By far the most famous feud in medicine, the DeBakey-Cooley schism was almost certainly a primarily personal affair at its core. But this NYT article places the argument in a healthcare policy context, and does quite a job of making that context just as interesting as the ego clash itself. Good read.

On one side is Michael E. DeBakey, 85 years old and still practicing. Many operations that are now routine first took place under his knife, including the bypass procedure that has kept millions of failing hearts throbbing.

But now he is on the defensive, intent on preserving the traditions of American medical research, training and treatment. He says the pressure to contain medical costs endangers not only patients on the operating-room table today but also those who would someday benefit from the expensive research, like his, that has made American medicine arguably the best in the world.
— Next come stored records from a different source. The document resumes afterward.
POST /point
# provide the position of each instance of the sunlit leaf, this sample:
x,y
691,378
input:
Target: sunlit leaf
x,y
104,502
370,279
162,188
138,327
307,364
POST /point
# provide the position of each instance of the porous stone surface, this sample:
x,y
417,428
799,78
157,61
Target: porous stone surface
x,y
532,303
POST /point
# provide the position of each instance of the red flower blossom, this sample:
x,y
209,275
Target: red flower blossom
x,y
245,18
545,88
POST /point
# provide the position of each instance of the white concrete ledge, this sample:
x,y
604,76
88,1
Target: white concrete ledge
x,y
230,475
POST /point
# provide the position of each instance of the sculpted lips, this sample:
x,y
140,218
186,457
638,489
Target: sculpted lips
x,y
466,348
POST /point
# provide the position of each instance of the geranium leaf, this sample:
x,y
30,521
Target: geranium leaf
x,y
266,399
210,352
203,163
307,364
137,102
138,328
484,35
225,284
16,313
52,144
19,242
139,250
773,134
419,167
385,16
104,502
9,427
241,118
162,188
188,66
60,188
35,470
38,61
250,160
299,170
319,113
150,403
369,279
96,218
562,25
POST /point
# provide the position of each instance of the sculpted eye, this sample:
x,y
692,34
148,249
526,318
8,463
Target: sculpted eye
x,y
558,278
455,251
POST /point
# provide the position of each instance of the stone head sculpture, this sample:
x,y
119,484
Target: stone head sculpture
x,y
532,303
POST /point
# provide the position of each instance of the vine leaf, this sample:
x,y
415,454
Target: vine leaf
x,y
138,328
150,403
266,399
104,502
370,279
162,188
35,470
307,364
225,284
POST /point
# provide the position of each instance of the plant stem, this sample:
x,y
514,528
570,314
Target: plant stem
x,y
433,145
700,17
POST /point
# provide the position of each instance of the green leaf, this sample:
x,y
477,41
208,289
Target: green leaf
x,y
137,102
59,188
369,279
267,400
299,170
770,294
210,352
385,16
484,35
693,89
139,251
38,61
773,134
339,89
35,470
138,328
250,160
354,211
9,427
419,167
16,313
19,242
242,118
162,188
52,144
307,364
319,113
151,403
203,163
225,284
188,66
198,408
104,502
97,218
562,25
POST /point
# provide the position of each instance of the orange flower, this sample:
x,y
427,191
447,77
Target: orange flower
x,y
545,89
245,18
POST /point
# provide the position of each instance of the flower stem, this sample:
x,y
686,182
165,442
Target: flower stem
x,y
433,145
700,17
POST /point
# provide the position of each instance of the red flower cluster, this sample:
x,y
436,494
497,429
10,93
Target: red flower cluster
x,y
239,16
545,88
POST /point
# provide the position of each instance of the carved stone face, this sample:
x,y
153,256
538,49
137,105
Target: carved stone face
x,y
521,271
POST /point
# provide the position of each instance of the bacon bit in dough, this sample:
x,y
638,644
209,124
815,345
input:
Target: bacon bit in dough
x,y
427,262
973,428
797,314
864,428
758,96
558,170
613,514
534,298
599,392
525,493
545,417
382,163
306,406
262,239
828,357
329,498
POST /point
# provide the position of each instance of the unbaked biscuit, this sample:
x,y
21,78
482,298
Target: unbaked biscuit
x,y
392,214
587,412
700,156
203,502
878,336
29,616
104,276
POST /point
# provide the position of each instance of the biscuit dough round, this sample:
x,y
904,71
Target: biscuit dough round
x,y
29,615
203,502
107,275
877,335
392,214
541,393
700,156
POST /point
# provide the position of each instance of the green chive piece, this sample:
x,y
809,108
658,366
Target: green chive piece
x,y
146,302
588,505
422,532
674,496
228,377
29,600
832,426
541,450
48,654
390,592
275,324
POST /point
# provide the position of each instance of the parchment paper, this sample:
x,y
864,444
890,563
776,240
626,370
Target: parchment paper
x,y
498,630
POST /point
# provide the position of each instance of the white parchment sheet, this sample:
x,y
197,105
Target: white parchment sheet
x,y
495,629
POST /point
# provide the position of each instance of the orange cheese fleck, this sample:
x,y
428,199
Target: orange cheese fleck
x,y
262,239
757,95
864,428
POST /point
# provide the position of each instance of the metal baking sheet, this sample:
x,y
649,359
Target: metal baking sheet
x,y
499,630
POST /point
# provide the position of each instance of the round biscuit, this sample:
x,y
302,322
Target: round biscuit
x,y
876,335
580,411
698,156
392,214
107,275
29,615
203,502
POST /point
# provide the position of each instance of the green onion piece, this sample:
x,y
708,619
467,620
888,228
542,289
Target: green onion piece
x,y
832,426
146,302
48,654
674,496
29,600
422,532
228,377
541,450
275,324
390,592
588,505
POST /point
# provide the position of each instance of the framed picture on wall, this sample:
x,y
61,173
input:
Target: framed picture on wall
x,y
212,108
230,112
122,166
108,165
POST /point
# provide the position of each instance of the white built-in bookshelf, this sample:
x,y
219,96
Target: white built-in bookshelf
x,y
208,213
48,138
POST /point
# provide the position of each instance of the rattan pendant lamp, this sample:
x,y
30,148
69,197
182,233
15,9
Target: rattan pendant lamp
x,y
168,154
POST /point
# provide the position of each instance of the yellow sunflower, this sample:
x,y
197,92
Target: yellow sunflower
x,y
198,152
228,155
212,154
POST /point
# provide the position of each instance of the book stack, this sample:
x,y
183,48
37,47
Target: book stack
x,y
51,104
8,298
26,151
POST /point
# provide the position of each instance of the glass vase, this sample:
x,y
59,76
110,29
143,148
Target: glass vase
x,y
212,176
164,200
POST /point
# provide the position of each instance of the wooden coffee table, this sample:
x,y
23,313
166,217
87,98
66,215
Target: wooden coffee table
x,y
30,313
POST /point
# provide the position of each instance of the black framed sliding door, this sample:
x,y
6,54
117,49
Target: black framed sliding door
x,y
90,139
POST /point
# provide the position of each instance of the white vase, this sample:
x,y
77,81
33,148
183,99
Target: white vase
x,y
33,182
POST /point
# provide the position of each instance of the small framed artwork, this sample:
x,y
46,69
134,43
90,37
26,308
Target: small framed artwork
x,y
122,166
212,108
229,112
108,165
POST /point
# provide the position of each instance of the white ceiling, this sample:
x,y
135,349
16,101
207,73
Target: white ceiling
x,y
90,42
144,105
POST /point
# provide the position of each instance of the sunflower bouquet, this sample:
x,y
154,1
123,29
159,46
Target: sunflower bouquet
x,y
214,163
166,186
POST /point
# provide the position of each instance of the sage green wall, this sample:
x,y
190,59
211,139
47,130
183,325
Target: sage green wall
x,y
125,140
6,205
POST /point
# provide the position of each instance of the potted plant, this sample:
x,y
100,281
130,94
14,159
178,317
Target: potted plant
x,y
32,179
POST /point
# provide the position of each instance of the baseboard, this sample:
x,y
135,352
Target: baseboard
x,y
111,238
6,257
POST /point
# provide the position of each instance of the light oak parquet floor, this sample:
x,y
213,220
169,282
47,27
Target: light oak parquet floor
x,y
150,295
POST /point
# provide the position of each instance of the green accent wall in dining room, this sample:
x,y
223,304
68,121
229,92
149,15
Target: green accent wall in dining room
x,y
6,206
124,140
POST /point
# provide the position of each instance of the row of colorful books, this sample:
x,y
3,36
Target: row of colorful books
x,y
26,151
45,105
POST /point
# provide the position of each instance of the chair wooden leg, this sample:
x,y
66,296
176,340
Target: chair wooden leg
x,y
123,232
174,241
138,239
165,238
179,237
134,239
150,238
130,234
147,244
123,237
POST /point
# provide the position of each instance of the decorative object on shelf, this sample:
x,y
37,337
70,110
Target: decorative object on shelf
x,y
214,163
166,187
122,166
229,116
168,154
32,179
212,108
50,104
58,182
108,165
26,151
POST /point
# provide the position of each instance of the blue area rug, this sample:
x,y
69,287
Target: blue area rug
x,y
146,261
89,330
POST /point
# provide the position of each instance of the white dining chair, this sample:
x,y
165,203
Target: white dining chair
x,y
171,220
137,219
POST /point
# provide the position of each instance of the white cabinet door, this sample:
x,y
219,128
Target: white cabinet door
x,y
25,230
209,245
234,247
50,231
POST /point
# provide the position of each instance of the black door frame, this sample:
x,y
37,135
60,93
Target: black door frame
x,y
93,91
He mocks the growing number of physicians who are accepting prices and practice standards dictated by Government bureaucrats or insurers. When someone from an insurance company -- "some clerk," he says -- called recently to urge him to discharge a 90-year-old stroke victim, he snapped: "You come here and tell the patient's relatives you want her transferred to your care. Otherwise, butt out."
Needless to say, I'm with Debakey. In fairness, I did not find the article particularly friendly to Cooley. Whether it was his fault or the reporter's, his case looks weak and he looks like an asshole. There are much better advocates of his position (which is not nearly as true of DeBakey), but not ones that have legendary status in medicine, and of course a great backstory in a legendary feud.

[Note: This article is quite old. Debakey is STILL practicing at a hair away from 100 years old. I don't know what Cooley is up to, but about a year ago they formally reconciled and, for sake of appearances at least, let much of the bad blood dissipate.]